Let’s list all possible meaningful bracket placements (we won’t count redundant ones like `(4)`).
#### Option A: (4 + 4) × 5 – 3
→ 8 × 5 = 40 → 40 – 3 = 37
#### Option B: 4 + (4 × 5) – 3 → same as no brackets → 21
#### Option C: 4 + 4 × (5 – 3)
→ 5–3=2 → 4×2=8 → 4+8= 12
#### Option D: (4 + 4 × 5) – 3
→ Inside: 4×5=20 → 4+20=24 → 24–3= 21 → same as original
#### Option E: 4 + (4 × 5 – 3)
→ 4×5=20 → 20–3=17 → 4+17= 21 → again same
#### Option F: (4 + 4) × (5 – 3)
→ 8 × 2 = 16
#### Option G: 4 + 4 × 5 – 3 → already did → 21
#### Option H: ((4 + 4) × 5) – 3 → same as A → 37
#### Option I: 4 + (4 × (5 – 3)) → same as C → 12
So unique results so far:
- 21 (original)
- 37 (A)
- 12 (C)
- 16 (F)
✔ Different answers: 4
---
Problem 2: 8 + 5 × 1 + 3 – 6
Without brackets: multiplication first → 5×1=5 → then left to right:
8 + 5 = 13 → 13 + 3 = 16 → 16 – 6 = 10
Now try different bracket placements.
#### Option A: (8 + 5) × 1 + 3 – 6
→ 13 × 1 = 13 → 13 + 3 = 16 → 16 – 6 = 10 → same
#### Option B: 8 + (5 × 1) + 3 – 6 → same as original → 10
#### Option C: 8 + 5 × (1 + 3) – 6
→ 1+3=4 → 5×4=20 → 8+20=28 → 28–6= 22
#### Option D: (8 + 5 × 1) + 3 – 6
→ 5×1=5 → 8+5=13 → 13+3=16 → 16–6= 10
#### Option E: 8 + 5 × 1 + (3 – 6)
→ 3–6= -3 → 5×1=5 → 8+5=13 → 13 + (-3) = 10
#### Option F: (8 + 5 × 1 + 3) – 6
→ 5×1=5 → 8+5+3=16 → 16–6= 10
#### Option G: 8 + (5 × 1 + 3) – 6
→ 5×1=5 → 5+3=8 → 8+8=16 → 16–6= 10
#### Option H: (8 + 5) × (1 + 3) – 6
→ 13 × 4 = 52 → 52 – 6 = 46
#### Option I: 8 + 5 × (1 + 3 – 6)
→ 1+3–6= -2 → 5×(-2)= -10 → 8 + (-10) = -2
#### Option J: (8 + 5 × 1 + 3 – 6) → same as original → 10
#### Option K: ((8 + 5) × 1) + 3 – 6 → same as A → 10
So unique results:
- 10 (original)
- 22 (C)
- 46 (H)
- -2 (I)
✔ Different answers: 4
---
## ✔ FINAL ANSWERS:
Part 1: Expressions 1–16
1. 40
2. 40
3. 51
4. 81
5. 30
6. 14
7. 12
8. 42
9. 25
10. 28
11. 8
12. 81
13. 62
14. 3
15. 104
16. 9
---
Part 2: Tricky Problems
1. 4 + 4 × 5 – 3 → Can make 4 different answers: 21, 37, 12, 16
2. 8 + 5 × 1 + 3 – 6 → Can make 4 different answers: 10, 22, 46, -2
---
✔ Total different answers for tricky problems: 4 each → 8 total unique values across both.

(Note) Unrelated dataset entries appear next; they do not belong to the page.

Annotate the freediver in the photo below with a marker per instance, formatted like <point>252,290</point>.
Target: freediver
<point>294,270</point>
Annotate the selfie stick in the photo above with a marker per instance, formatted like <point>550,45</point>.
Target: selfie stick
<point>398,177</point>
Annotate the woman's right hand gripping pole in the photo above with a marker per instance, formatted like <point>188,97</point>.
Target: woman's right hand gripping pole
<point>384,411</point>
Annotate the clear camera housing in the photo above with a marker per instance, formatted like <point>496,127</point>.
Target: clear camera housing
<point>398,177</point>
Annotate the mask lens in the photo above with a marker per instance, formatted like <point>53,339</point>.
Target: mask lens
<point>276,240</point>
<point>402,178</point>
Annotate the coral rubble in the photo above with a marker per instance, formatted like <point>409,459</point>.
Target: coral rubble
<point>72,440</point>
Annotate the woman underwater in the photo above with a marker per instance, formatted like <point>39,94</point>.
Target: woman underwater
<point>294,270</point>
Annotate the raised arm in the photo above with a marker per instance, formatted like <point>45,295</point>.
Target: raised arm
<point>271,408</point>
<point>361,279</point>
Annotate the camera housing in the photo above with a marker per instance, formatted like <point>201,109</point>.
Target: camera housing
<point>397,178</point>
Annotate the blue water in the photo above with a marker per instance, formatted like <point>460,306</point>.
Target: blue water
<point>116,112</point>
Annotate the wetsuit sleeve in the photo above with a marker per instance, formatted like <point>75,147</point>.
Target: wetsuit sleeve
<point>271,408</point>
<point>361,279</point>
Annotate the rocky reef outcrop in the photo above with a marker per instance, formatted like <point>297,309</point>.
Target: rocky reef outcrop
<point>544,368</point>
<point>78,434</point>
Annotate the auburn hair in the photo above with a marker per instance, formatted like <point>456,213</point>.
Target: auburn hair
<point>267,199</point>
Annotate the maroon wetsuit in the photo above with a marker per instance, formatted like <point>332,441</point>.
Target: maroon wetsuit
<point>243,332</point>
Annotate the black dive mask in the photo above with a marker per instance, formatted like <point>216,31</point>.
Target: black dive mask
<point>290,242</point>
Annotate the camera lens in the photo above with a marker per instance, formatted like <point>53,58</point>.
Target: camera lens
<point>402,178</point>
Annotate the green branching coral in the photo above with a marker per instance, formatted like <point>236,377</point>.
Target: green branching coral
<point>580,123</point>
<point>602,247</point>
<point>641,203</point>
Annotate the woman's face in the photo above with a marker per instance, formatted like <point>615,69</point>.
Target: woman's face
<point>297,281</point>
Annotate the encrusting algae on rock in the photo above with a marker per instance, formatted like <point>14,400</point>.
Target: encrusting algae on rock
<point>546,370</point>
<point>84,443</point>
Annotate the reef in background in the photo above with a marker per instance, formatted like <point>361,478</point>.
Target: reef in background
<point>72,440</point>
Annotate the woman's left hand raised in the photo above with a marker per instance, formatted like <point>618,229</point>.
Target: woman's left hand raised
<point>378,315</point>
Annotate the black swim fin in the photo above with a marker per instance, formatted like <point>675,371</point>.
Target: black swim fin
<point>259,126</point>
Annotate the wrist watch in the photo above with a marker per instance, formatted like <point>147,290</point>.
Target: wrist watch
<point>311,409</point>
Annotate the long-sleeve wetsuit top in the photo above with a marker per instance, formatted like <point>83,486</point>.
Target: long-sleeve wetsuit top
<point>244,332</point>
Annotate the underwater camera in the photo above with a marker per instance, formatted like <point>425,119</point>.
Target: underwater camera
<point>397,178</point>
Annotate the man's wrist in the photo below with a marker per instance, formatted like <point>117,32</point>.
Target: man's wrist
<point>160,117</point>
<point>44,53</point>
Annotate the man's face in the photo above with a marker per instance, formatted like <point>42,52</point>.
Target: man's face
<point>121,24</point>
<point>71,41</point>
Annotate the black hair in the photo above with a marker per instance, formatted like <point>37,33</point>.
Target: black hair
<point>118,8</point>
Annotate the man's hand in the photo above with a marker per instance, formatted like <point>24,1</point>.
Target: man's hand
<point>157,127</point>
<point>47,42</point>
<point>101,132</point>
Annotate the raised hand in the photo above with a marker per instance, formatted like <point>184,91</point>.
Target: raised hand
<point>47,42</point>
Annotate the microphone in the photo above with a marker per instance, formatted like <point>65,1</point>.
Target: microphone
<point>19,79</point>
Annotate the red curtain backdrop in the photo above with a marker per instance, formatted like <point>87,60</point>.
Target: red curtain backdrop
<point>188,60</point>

But the question asks: *“how many different sums and answers can you find for these two sequences”* — likely meaning per sequence.
So:
> For each tricky problem, you can find 4 different answers.
---
🎉 All done! You’ve mastered BODMAS!
Parent Tip: Review the logic above to help your child master the concept of bodmas worksheet.